Bertambah murkalah Sang Prabu setelah mendengarkan apa yang disampaikan oleh prajurit tersebut. Sang Prabu lalu memerintahkan Rakyat dan semua pengayah untuk mengusir orang yang disangka gila tersebut. Karena saking mulianya hati sang Brahmana, beliau tidak melawan sedikitpun saat diusir oleh rakyat dan pengayah karena Sang Prabu sudah tidak mengakui beliau sebagai saudara lagi. Sebelum Brahmana Keling meninggalkan Besakih, beliau mengucapkan kutukan yang berbunyi  “wastu tata astu karya yang dilaksanakan di pura Besakih ini tan Sidakarya (tidak sukses), bunga kekeringan, rakyat kegeringan (diserang wabah penyakit), sarwa gumatat gumitit (binatang kecil/hama) membuat kehancuran (ngerebeda) di seluruh jagat (bumi) Bali.” Begitulah ucapan yang keluar dari mulut Brahmana Keling yang bagaikan suara petir di langit yang cerah. Semua masyarakat menyaksikan dengan mulut menganga, terpaku tak berkutik sedikitpun. Lalu Brahmana Keling meninggalkan Besakih menuju Barat Daya.
Dan apa yang dikatakan oleh Brahmana Keling menjadi kenyataan hingga dalam suatu pertapaan yang dilakukan oleh Dalem Waturenggong, beliau mendapat pawisik yang mengatakan bahwa hanya Brahmana Keling saja yang dapat mengembalikan keadaan seperti semula, lalu Brahmana Keling dijemput oleh rombongan dari kerajaan Gelgel dan Brahmana Keling bersedia untuk menghadap Dalem Waturenggong di kerajaan Gelgel. Ternyata setibanya Brahmana Keling di Kerajaan Gelgel, beliau dapat mengembalikan keadaan seperti sedia kala, menjadi aman dan tentram. Sehingga beliau dianugrahi gelar Dalem Sidakarya.

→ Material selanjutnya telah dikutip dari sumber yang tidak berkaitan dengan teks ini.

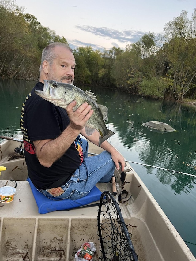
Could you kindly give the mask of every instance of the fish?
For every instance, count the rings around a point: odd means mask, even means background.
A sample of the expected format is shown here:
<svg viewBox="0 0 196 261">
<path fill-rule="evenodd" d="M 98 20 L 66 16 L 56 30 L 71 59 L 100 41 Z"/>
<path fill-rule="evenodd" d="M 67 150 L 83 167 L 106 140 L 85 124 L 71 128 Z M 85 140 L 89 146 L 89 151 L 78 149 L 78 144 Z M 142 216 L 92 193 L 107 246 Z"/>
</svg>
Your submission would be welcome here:
<svg viewBox="0 0 196 261">
<path fill-rule="evenodd" d="M 99 147 L 114 134 L 107 128 L 105 123 L 107 118 L 107 108 L 97 103 L 96 97 L 93 92 L 90 91 L 84 91 L 69 84 L 48 80 L 44 80 L 44 82 L 43 90 L 35 90 L 35 92 L 55 105 L 66 109 L 70 103 L 76 101 L 77 104 L 73 109 L 74 112 L 85 102 L 91 106 L 94 111 L 85 125 L 85 131 L 88 136 L 92 134 L 95 129 L 98 131 L 100 134 Z"/>
</svg>

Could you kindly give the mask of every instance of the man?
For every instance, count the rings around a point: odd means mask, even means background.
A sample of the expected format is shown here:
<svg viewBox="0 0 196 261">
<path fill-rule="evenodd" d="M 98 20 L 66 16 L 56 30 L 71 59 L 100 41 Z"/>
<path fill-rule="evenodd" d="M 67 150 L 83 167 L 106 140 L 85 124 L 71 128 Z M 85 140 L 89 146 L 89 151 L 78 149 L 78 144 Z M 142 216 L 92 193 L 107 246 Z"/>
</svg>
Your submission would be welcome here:
<svg viewBox="0 0 196 261">
<path fill-rule="evenodd" d="M 66 110 L 34 92 L 43 90 L 44 80 L 73 84 L 76 65 L 68 46 L 54 43 L 43 50 L 39 82 L 23 104 L 21 128 L 29 177 L 47 196 L 75 200 L 87 195 L 97 182 L 108 182 L 115 166 L 123 171 L 124 158 L 107 141 L 106 151 L 87 157 L 88 144 L 81 133 L 98 145 L 99 133 L 87 136 L 84 128 L 93 113 L 85 102 L 74 112 L 74 101 Z"/>
</svg>

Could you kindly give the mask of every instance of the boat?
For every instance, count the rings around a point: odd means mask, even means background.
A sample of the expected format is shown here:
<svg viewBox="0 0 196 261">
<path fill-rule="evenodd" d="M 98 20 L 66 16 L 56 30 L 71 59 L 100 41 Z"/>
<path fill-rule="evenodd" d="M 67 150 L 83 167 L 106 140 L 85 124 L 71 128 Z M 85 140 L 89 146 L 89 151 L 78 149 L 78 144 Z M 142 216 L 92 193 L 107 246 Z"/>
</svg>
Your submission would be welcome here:
<svg viewBox="0 0 196 261">
<path fill-rule="evenodd" d="M 171 127 L 167 123 L 160 121 L 151 121 L 148 122 L 142 123 L 142 125 L 150 130 L 156 132 L 167 133 L 172 131 L 176 131 L 175 130 Z"/>
<path fill-rule="evenodd" d="M 85 242 L 94 242 L 96 250 L 93 260 L 100 260 L 102 253 L 97 235 L 98 207 L 39 213 L 27 181 L 25 158 L 15 151 L 16 147 L 22 148 L 20 140 L 6 140 L 0 144 L 0 166 L 6 168 L 1 172 L 0 187 L 8 180 L 17 183 L 13 201 L 8 204 L 0 203 L 0 260 L 22 260 L 21 254 L 19 254 L 28 252 L 28 259 L 31 261 L 74 260 L 75 254 Z M 89 151 L 92 154 L 98 154 L 102 151 L 101 148 L 89 143 Z M 118 203 L 125 223 L 130 225 L 127 228 L 138 260 L 195 261 L 177 231 L 128 162 L 124 173 L 126 182 L 123 188 L 122 173 L 115 170 L 117 193 L 114 196 L 117 201 L 122 189 L 131 195 L 126 203 Z M 9 180 L 7 185 L 13 186 L 13 180 Z M 112 192 L 111 183 L 97 183 L 96 186 L 101 192 Z M 63 255 L 59 258 L 57 250 L 51 251 L 58 249 L 64 250 Z"/>
</svg>

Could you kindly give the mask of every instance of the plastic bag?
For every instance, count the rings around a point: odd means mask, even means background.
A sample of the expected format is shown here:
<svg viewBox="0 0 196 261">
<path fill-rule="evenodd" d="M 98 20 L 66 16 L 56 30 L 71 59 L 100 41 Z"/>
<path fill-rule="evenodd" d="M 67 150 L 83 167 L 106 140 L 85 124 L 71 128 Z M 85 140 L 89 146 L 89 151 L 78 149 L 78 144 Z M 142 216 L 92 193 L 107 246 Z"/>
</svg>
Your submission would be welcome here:
<svg viewBox="0 0 196 261">
<path fill-rule="evenodd" d="M 81 246 L 75 255 L 74 261 L 92 261 L 96 248 L 92 242 L 85 242 Z"/>
</svg>

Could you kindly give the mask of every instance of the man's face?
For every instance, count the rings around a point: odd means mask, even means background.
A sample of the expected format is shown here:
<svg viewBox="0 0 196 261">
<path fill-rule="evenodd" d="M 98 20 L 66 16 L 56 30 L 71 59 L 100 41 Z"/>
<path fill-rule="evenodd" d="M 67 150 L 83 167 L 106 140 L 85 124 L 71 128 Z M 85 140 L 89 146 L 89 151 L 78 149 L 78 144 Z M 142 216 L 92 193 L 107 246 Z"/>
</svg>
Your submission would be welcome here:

Sebagai penghormatan dan kenangan dari peristiwa di atas, selanjutnya dari ketiga tokoh penting dalam pemerintahan Dalem Waturenggong yaitu Dalem Waturenggong sendiri, Dang Hyang Nirartha, dan Dalem Sidakarya, akhirnya Dalem Waturenggong memerintahkan Pasek Akeluddadah untuk pertamakalinya membuat tapel atau topeng yang menggambarkan Sang Tiga Sakti atau ketiga tokoh yang berperan penting dalam pemerintahan Dalem Waturenggong. Menurut orang yang menulis buku ini, Akeluddadah berasal dari dua kata yaitu Akelud yang berarti penyucian atau pembersihan(pemarisudha) dan Dadah yang berarti air atau air suci(tirta). Jadi Akeluddadah berarti tirta pemarisudha atau penyucian segala bentuk mala atau kotoran yang disimbolkan dengan topeng yang dipentaskan sebagai tarian sacral pada sebuah pelaksanaan upacara Yadnya. Karena I Pasek ini berjasa dalam membuat topeng Akeluddadah, maka beliau disebut dengan Pasek Akeluddadah. Namun topeng yang dibuat oleh Pasek Akeluddadah belum diketahui keberadaannya.
Demi kesempurnaan upacara Yadnya, sebagai penutup rangkaian upacara dipentaskan Tari Topeng Sidakarya yang dalam pentasnya dapat dibawakan dengan seorang diri (memajeg) atau ditarikan oleh lebih dari satu orang tergantung keadaan. Dalam Tari Topeng Sidakarya, tokoh penting yang ditampilkan adalah Tokoh Dang Hyang Nirartha sebagai Pendeta, Dalem Waturenggong sebagai Penguasa/Raja dan Dalem Sidakarya yang disebut sebagai Sang Tiga Sakti.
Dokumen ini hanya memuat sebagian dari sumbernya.